The town issued a certificate of occupancy in December 2012. Zike also said it was unusual that Blanchard’s eight to 10 inspection reports were all undated.

Now, on the site of the former printing press at 329 Broadway, the building stretches the length of Washington Avenue, from Broadway to the LIRR parking lot. There are six retail or office locations on the first floor, half of which are vacant. An online listing advertises one 4,000-square-foot space for $7,000 a month.

The listing misleadingly says there is “ample parking on lot and shopping mall.”

There are seven apartments on the second floor. One of them, a two-bedroom apartment, was recently advertised for $2,700 a month.

Defense attorneys sought before the trial to keep the entire episode about 329 Broadway out of the trial, arguing it had nothing to do with the charges against the defendants. U.S. District Judge Joan M. Azrack disagreed.

“The court agrees with the government that interactions between Mangano and . . . Venditto are direct proof of the charged scheme and conspiracy and are inextricably interwoven with the charged offenses,” Azrack said in a ruling. “These interactions also evidence the criminal relationship and trust between Mangano and Venditto during the relevant time period.

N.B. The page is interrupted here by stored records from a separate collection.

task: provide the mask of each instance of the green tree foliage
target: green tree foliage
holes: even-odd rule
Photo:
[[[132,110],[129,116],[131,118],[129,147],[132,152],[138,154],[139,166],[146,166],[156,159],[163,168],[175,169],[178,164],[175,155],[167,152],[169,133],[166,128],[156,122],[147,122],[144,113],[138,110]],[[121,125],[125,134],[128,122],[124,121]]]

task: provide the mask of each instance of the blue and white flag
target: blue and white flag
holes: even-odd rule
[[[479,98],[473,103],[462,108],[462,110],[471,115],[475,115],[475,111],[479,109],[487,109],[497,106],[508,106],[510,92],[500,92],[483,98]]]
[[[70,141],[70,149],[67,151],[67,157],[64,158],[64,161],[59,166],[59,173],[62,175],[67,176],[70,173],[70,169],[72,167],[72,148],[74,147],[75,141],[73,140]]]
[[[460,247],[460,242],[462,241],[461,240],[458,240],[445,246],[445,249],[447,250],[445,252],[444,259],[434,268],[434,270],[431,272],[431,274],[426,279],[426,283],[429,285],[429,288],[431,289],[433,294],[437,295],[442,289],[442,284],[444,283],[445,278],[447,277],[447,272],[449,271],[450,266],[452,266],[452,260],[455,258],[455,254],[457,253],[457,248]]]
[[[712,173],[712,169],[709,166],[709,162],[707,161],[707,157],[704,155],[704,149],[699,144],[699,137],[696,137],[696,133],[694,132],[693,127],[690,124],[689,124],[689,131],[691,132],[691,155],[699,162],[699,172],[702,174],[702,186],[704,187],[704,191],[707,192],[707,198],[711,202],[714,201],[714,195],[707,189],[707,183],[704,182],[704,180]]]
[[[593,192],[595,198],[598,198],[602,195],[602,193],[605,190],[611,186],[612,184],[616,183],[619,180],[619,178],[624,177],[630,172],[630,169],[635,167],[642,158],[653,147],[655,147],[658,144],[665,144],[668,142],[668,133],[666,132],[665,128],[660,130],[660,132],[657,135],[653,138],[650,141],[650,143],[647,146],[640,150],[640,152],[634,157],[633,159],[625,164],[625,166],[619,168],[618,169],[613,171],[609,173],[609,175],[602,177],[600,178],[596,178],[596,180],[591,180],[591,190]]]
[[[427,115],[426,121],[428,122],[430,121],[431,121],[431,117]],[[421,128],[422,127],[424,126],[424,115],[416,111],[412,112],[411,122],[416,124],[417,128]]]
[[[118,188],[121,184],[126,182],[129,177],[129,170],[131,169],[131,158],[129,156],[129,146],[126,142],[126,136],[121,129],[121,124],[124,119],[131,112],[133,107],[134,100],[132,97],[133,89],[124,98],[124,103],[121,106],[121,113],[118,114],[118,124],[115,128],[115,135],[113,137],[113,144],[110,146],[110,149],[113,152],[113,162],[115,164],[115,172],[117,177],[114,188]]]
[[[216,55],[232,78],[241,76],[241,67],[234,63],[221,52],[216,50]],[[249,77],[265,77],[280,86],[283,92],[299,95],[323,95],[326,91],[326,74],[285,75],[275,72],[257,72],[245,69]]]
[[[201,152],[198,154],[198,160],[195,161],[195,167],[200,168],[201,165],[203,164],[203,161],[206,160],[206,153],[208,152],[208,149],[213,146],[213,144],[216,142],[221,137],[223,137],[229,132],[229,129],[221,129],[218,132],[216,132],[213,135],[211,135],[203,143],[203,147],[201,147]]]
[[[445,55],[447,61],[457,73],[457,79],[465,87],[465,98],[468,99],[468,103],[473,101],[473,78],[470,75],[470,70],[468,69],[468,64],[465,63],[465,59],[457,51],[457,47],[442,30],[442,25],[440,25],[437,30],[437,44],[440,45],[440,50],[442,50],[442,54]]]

The back-and-forth exchange of favors between Mangano and Venditto also helps to explain Venditto’s alleged conduct and willingness to take official action on behalf of Singh and at Mangano’s request.”

Azrack continued, “Additionally, this incident provides circumstantial evidence that Mangano had the ability to pressure Venditto . . . Venditto’s involvement in this incident also appears to be probative of Venditto’s intent concerning the Singh bribery charges and conspiracy. It appears that Venditto was aware that Mangano was seeking official action concerning 329 Broadway on behalf of an individual who previously provided a benefit to Mangano. Venditto then took action favorable to Mangano and the purchaser.”